Der von Ihnen gennannte Prozentsatz variiert kontinuierlich, da er sehr stark vom Weltmarktpreis abhängig ist. In den Jahren eines hohen Oelpreises lag die Abhängigkeitsquote sogar deutlich darüber. Heute, bei einem Oelpreis um die 30 USD pro Barrel, ist ein absolut kritischer Punkt für das Land erreicht. Das Land leidet unter Liquiditätsengpässen und muss die Ausgaben deutlich reduzieren, um einen Staatskollaps zu verhindern. Aktuell wurde zum ersten Mal in vielen Jahren der Haushalt des Landes stark reduziert. Es wird zwar versucht, die Exporte anderer Güter wie beispielsweise Blumen zu fördern, leider werden aber auch viele Importe restriktiver gehandelt, um das Kapital im Land zu lassen. Der hierdurch reduzierte Konsum hat seinerseits eine Negativspirale in Gang gesetzt.

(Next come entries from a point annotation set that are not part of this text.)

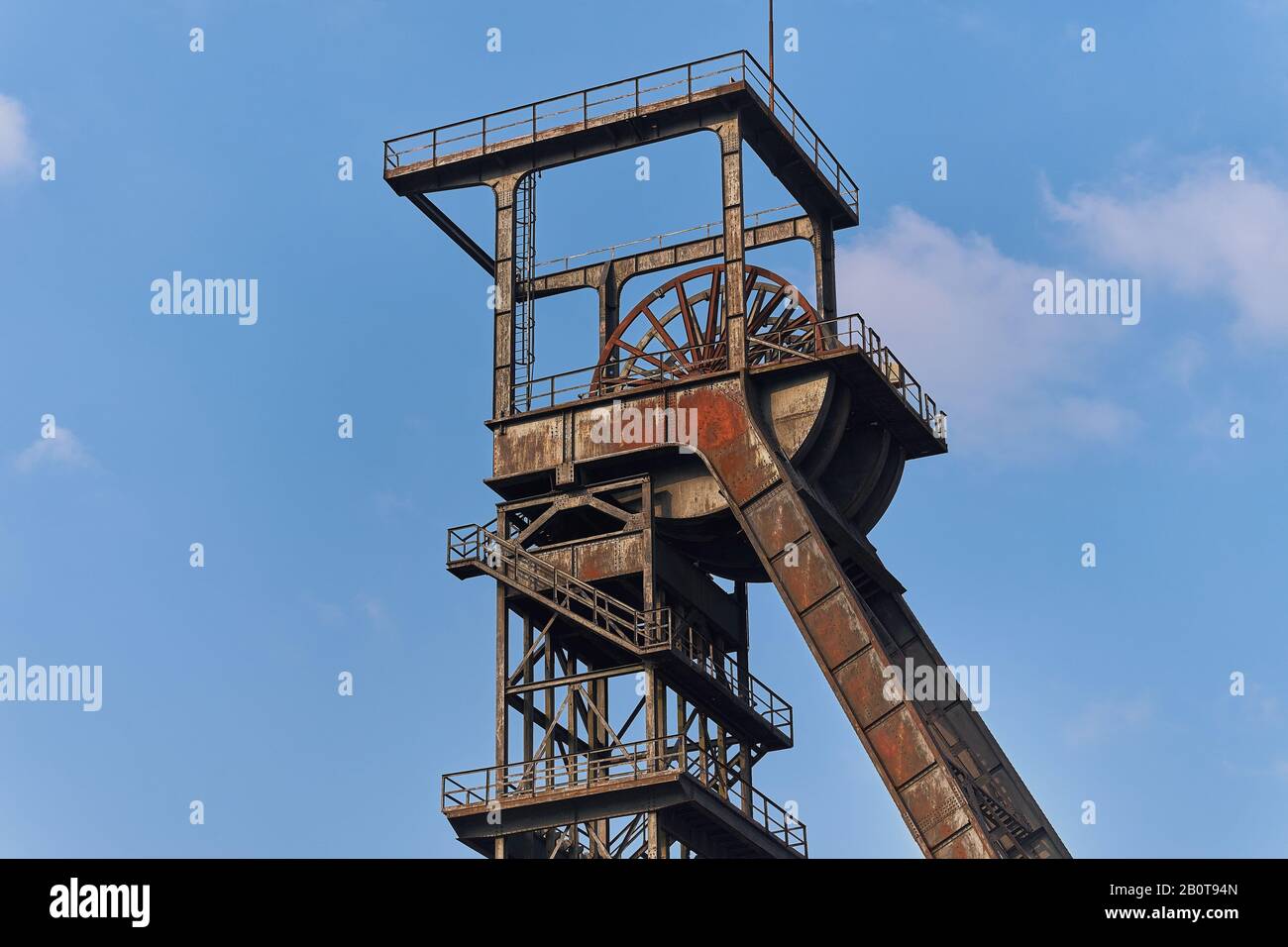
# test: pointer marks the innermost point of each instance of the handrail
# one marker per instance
(621, 763)
(526, 124)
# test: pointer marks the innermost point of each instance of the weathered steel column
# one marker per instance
(824, 266)
(502, 316)
(609, 311)
(730, 185)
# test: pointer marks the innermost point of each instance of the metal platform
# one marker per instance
(605, 119)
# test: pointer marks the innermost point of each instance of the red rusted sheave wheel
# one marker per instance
(679, 329)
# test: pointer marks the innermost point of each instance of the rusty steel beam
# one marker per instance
(452, 230)
(622, 268)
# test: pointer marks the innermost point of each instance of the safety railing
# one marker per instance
(848, 333)
(614, 101)
(765, 348)
(622, 764)
(722, 669)
(614, 618)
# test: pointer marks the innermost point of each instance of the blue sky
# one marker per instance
(1108, 684)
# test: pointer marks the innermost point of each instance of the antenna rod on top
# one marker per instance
(771, 56)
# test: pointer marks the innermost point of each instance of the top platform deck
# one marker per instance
(605, 119)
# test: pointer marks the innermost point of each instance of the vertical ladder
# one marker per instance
(524, 305)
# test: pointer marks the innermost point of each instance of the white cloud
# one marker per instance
(13, 136)
(960, 315)
(62, 451)
(1103, 720)
(1206, 235)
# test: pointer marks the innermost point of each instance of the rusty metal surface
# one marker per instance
(780, 438)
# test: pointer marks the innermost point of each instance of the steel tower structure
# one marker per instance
(733, 431)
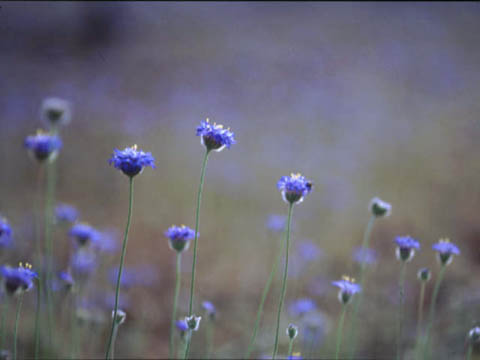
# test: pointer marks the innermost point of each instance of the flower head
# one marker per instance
(294, 188)
(179, 237)
(66, 213)
(348, 288)
(56, 111)
(380, 208)
(43, 146)
(406, 246)
(215, 137)
(131, 160)
(445, 251)
(19, 279)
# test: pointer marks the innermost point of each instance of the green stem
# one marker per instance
(401, 286)
(265, 292)
(340, 331)
(431, 314)
(356, 307)
(120, 269)
(284, 284)
(197, 218)
(175, 301)
(15, 331)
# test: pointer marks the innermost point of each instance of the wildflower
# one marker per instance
(380, 208)
(210, 309)
(292, 331)
(348, 288)
(56, 111)
(43, 146)
(294, 188)
(215, 137)
(424, 274)
(193, 322)
(18, 280)
(179, 237)
(66, 213)
(5, 233)
(131, 161)
(83, 233)
(445, 251)
(406, 247)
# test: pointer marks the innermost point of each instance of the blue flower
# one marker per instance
(348, 288)
(66, 213)
(215, 137)
(179, 237)
(445, 251)
(84, 233)
(18, 279)
(406, 246)
(43, 146)
(131, 161)
(5, 233)
(294, 188)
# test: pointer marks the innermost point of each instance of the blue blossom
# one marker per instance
(179, 237)
(66, 213)
(131, 161)
(18, 279)
(445, 251)
(302, 306)
(215, 137)
(294, 188)
(348, 288)
(406, 246)
(5, 233)
(43, 146)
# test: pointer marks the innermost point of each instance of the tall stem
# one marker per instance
(15, 331)
(120, 269)
(284, 284)
(340, 331)
(197, 218)
(401, 305)
(175, 301)
(431, 314)
(357, 303)
(265, 292)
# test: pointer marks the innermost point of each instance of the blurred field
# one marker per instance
(365, 99)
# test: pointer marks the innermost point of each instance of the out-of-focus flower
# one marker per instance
(294, 188)
(215, 137)
(131, 161)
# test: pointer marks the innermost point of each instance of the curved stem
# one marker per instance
(15, 331)
(175, 301)
(265, 292)
(340, 331)
(120, 269)
(284, 284)
(365, 244)
(197, 218)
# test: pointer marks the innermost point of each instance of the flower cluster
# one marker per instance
(294, 188)
(215, 137)
(131, 161)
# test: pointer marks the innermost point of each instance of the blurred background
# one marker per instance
(364, 99)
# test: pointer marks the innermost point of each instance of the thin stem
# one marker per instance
(197, 218)
(357, 303)
(265, 292)
(120, 269)
(340, 331)
(401, 310)
(15, 331)
(284, 284)
(431, 314)
(175, 301)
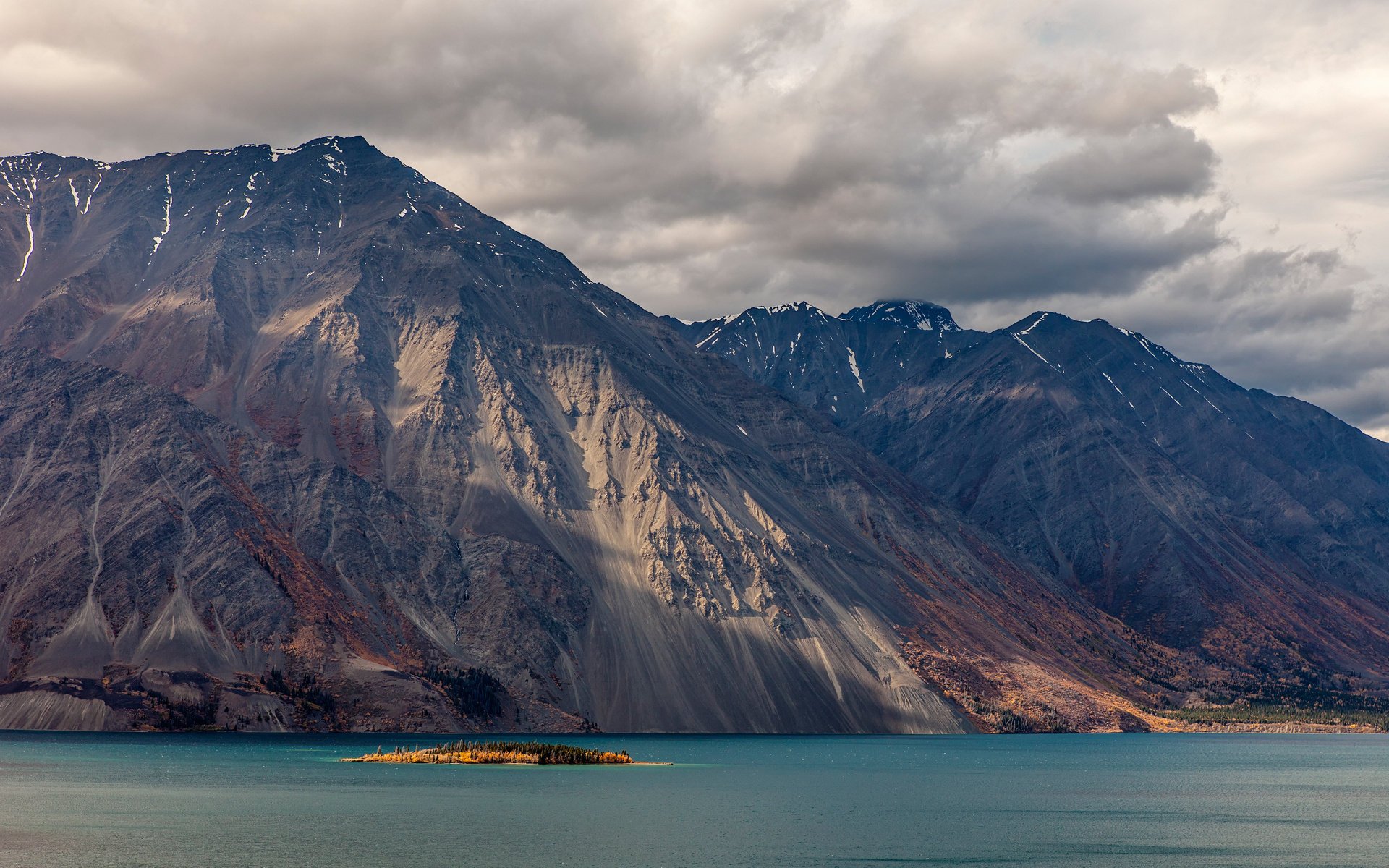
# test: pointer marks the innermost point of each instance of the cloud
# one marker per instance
(700, 157)
(1145, 164)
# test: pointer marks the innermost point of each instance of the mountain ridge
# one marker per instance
(1198, 511)
(745, 566)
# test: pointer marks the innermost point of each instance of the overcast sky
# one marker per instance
(1212, 173)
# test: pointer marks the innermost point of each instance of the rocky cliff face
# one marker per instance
(839, 365)
(1242, 527)
(664, 543)
(161, 569)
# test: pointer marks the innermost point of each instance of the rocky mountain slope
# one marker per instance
(839, 365)
(670, 545)
(160, 569)
(1242, 527)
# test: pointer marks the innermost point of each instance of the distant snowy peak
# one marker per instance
(907, 312)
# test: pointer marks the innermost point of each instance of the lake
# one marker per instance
(228, 799)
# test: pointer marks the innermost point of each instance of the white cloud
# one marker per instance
(1209, 174)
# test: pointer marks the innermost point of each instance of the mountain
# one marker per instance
(839, 365)
(646, 539)
(161, 569)
(1242, 527)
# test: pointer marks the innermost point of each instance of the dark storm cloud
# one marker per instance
(1150, 163)
(702, 157)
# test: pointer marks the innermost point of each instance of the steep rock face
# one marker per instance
(157, 563)
(1199, 511)
(839, 365)
(745, 567)
(1242, 527)
(1246, 527)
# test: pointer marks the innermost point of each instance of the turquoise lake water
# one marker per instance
(185, 800)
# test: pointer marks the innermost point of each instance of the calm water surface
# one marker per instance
(185, 800)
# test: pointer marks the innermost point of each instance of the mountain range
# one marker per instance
(297, 439)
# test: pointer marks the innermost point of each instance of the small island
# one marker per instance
(502, 753)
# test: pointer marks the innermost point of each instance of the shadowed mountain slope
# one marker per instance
(1249, 528)
(736, 563)
(839, 365)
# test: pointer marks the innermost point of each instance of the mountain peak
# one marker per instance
(907, 312)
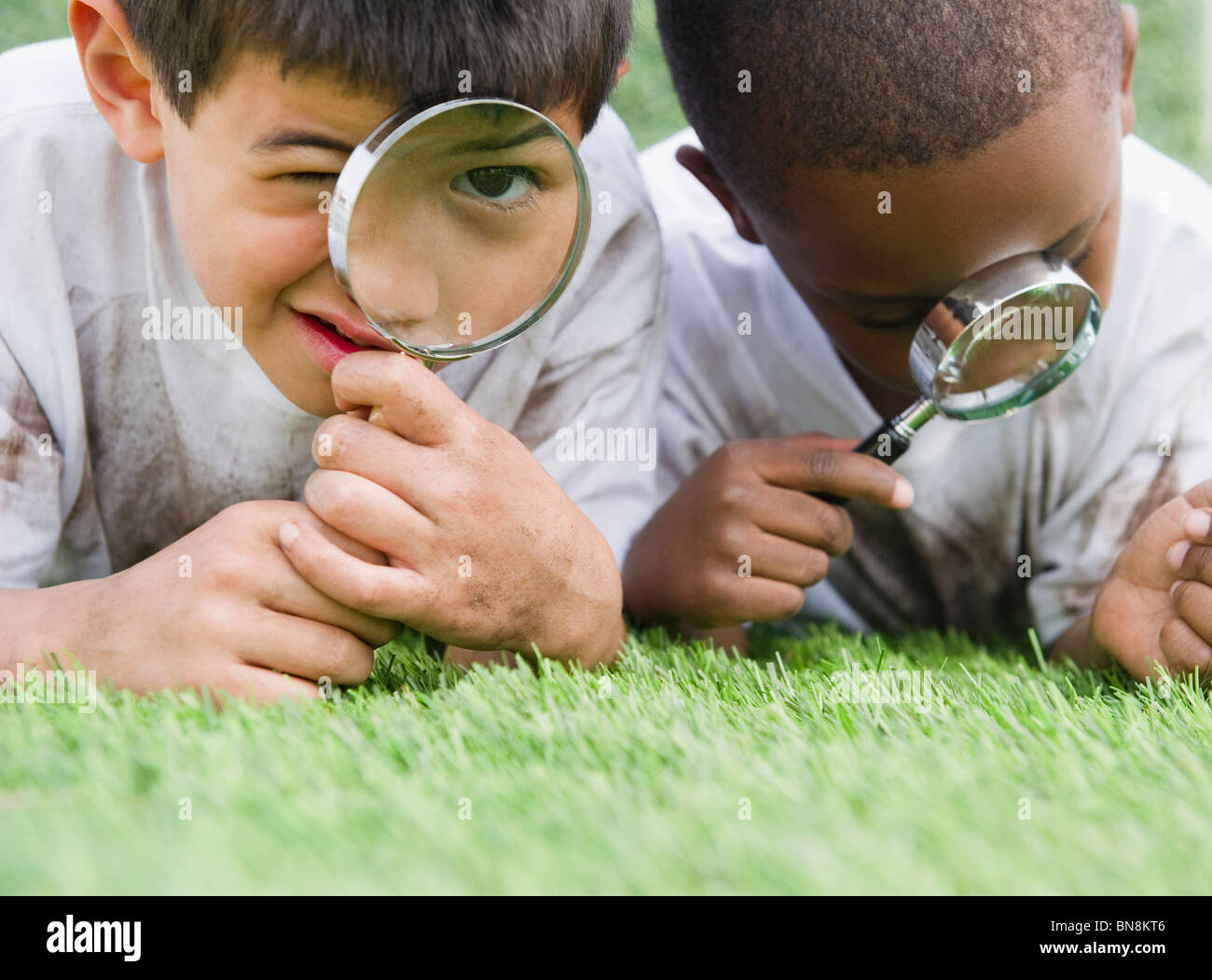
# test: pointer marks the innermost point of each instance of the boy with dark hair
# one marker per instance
(860, 158)
(178, 156)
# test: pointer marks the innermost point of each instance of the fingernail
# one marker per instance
(1198, 523)
(1177, 553)
(287, 533)
(903, 495)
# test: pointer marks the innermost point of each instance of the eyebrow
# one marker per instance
(299, 138)
(538, 131)
(865, 297)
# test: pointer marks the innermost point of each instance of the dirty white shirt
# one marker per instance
(113, 447)
(1062, 484)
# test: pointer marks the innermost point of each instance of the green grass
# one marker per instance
(630, 783)
(633, 783)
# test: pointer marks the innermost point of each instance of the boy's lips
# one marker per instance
(359, 333)
(330, 338)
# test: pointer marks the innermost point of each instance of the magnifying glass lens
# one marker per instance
(1016, 352)
(464, 225)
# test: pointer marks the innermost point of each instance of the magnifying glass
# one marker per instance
(457, 228)
(998, 342)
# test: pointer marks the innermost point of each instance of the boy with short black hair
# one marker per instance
(860, 158)
(180, 156)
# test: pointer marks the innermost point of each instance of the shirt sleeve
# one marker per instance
(1151, 443)
(31, 468)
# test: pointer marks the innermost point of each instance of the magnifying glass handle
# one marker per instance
(891, 440)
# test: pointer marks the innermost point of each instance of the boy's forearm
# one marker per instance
(598, 652)
(35, 622)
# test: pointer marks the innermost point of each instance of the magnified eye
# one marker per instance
(498, 185)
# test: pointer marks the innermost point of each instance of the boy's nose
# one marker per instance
(396, 287)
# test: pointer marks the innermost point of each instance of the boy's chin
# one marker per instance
(314, 399)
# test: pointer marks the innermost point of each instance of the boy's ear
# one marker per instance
(1131, 41)
(119, 77)
(701, 165)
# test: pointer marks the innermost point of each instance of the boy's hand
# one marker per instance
(1155, 609)
(742, 537)
(222, 607)
(485, 551)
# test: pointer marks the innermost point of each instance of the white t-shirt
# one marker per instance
(1017, 521)
(113, 447)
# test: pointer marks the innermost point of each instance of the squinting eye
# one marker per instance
(498, 185)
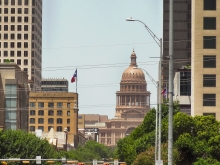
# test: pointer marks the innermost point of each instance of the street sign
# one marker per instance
(94, 162)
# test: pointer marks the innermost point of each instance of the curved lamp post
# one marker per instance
(159, 43)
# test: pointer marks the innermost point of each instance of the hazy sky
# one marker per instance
(94, 37)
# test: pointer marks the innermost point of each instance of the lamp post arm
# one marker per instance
(156, 39)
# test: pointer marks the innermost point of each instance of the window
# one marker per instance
(32, 104)
(19, 19)
(25, 11)
(209, 23)
(26, 70)
(209, 80)
(209, 42)
(25, 19)
(59, 129)
(59, 113)
(50, 113)
(59, 121)
(32, 120)
(26, 2)
(32, 128)
(12, 44)
(209, 61)
(12, 2)
(19, 36)
(68, 121)
(50, 121)
(19, 2)
(5, 53)
(12, 27)
(5, 44)
(6, 10)
(209, 99)
(5, 27)
(12, 53)
(25, 44)
(5, 19)
(40, 121)
(209, 114)
(19, 62)
(59, 105)
(18, 53)
(19, 27)
(12, 10)
(6, 36)
(12, 36)
(40, 113)
(51, 105)
(209, 4)
(25, 36)
(49, 127)
(12, 19)
(19, 10)
(25, 27)
(25, 53)
(32, 112)
(41, 127)
(18, 44)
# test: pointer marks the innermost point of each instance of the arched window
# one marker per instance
(59, 121)
(59, 113)
(40, 112)
(32, 112)
(59, 129)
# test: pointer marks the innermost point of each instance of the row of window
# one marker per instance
(58, 128)
(50, 105)
(50, 121)
(12, 53)
(50, 113)
(18, 2)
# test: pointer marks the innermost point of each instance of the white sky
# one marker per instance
(93, 36)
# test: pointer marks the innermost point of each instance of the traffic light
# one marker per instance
(4, 163)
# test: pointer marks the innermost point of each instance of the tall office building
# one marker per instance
(205, 59)
(182, 36)
(21, 36)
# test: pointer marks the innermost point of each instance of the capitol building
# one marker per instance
(132, 104)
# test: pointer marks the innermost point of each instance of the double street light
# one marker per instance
(157, 143)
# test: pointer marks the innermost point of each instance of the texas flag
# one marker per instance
(74, 78)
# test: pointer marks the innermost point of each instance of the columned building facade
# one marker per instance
(132, 104)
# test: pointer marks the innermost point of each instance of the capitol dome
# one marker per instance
(133, 74)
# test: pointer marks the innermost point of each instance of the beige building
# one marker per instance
(205, 59)
(21, 36)
(57, 110)
(14, 93)
(132, 104)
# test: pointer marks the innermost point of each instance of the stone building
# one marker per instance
(132, 104)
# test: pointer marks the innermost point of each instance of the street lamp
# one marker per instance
(159, 43)
(66, 134)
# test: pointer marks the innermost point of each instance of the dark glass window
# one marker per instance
(209, 80)
(209, 42)
(209, 23)
(185, 83)
(209, 99)
(209, 61)
(209, 4)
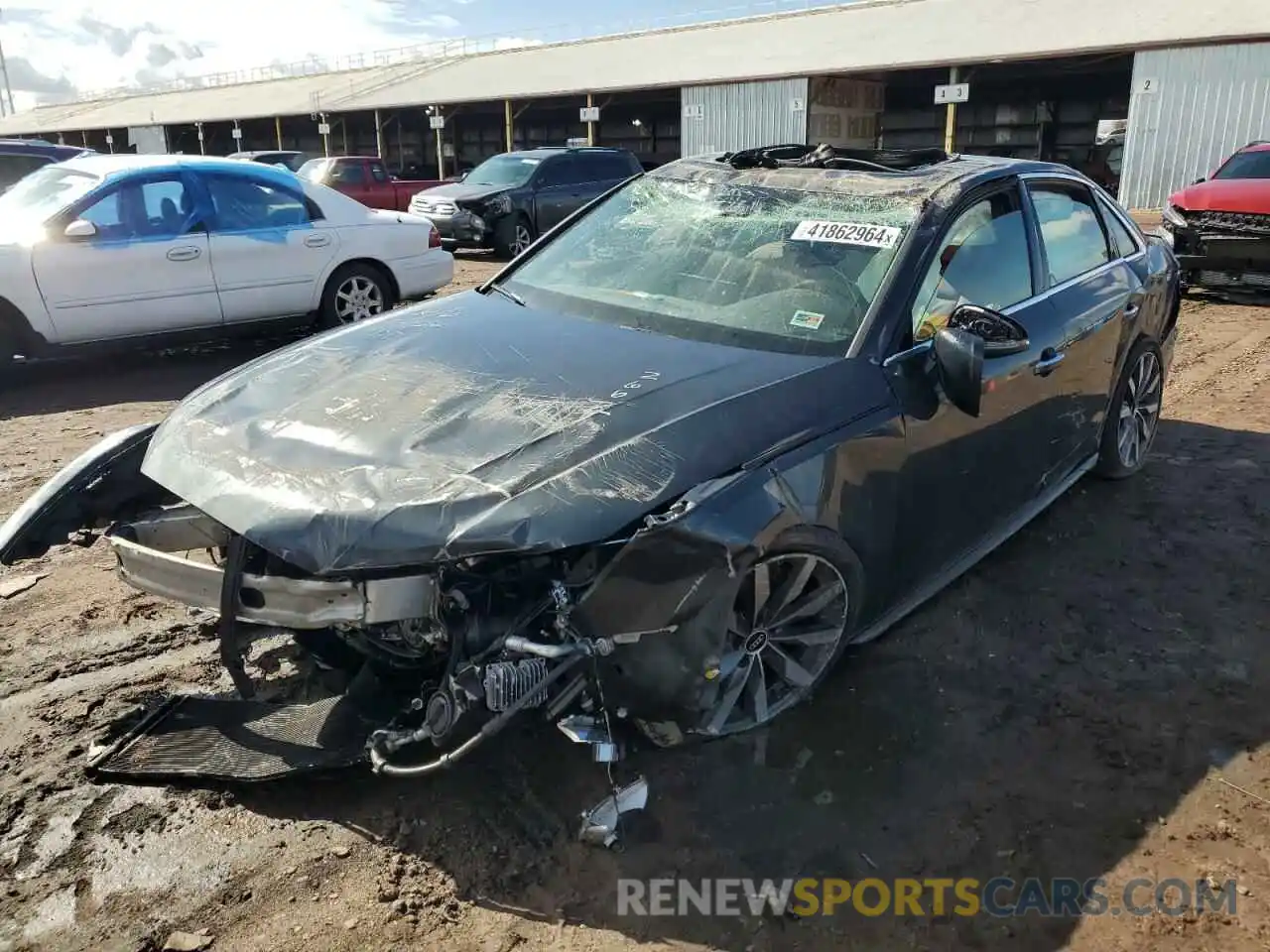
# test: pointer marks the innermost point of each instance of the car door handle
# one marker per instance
(1049, 359)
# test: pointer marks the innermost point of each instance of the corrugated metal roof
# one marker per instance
(871, 35)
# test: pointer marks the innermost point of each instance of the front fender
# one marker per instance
(95, 489)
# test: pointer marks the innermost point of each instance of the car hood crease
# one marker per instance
(470, 425)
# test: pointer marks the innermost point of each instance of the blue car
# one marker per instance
(19, 157)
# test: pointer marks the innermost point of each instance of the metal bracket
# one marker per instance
(599, 823)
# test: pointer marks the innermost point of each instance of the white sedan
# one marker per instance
(135, 248)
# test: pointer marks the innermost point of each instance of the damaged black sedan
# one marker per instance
(728, 419)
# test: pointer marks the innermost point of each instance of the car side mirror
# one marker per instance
(1001, 335)
(959, 362)
(80, 229)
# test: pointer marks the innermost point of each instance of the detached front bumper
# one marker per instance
(146, 552)
(1223, 259)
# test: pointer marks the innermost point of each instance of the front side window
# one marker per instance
(136, 211)
(562, 171)
(758, 267)
(241, 203)
(44, 193)
(316, 169)
(982, 261)
(1246, 166)
(508, 171)
(1070, 229)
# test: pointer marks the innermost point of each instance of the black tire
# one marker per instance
(357, 277)
(797, 543)
(513, 235)
(1114, 461)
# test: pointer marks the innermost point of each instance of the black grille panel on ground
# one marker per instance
(214, 739)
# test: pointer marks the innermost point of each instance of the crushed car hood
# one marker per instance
(465, 191)
(470, 425)
(1247, 195)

Auch die stark reduzierte Vergabe von Krediten durch die Banken schwächt die Wirtschaftsimpulse.
Seit dem Streit um den Wikileaks-Gründer Julian Assange, der in der Londoner Botschaft Ecuadorts Zuflucht suchte, ist das Verhältnis des Landes mit seinem größten Handelspartner, den USA, nachhaltig gestört. Gibt es Auswirkungen auf das tägliche Leben?
Der Streit hat natürlich für diplomatische Turbolenzen und Schlagzeilen in der internationalen und lokalen Presse gesorgt. Allerdings bleiben die USA Ecuadors wichtigster Geschäftspartner und es wird daher in der Praxis auf ein gutes Verhältnis gesetzt. Das Land hat aktuell größere Probleme, als sich weiterhin auf dieses Thema zu konzentrieren – wengleich eine Lösung noch aussteht.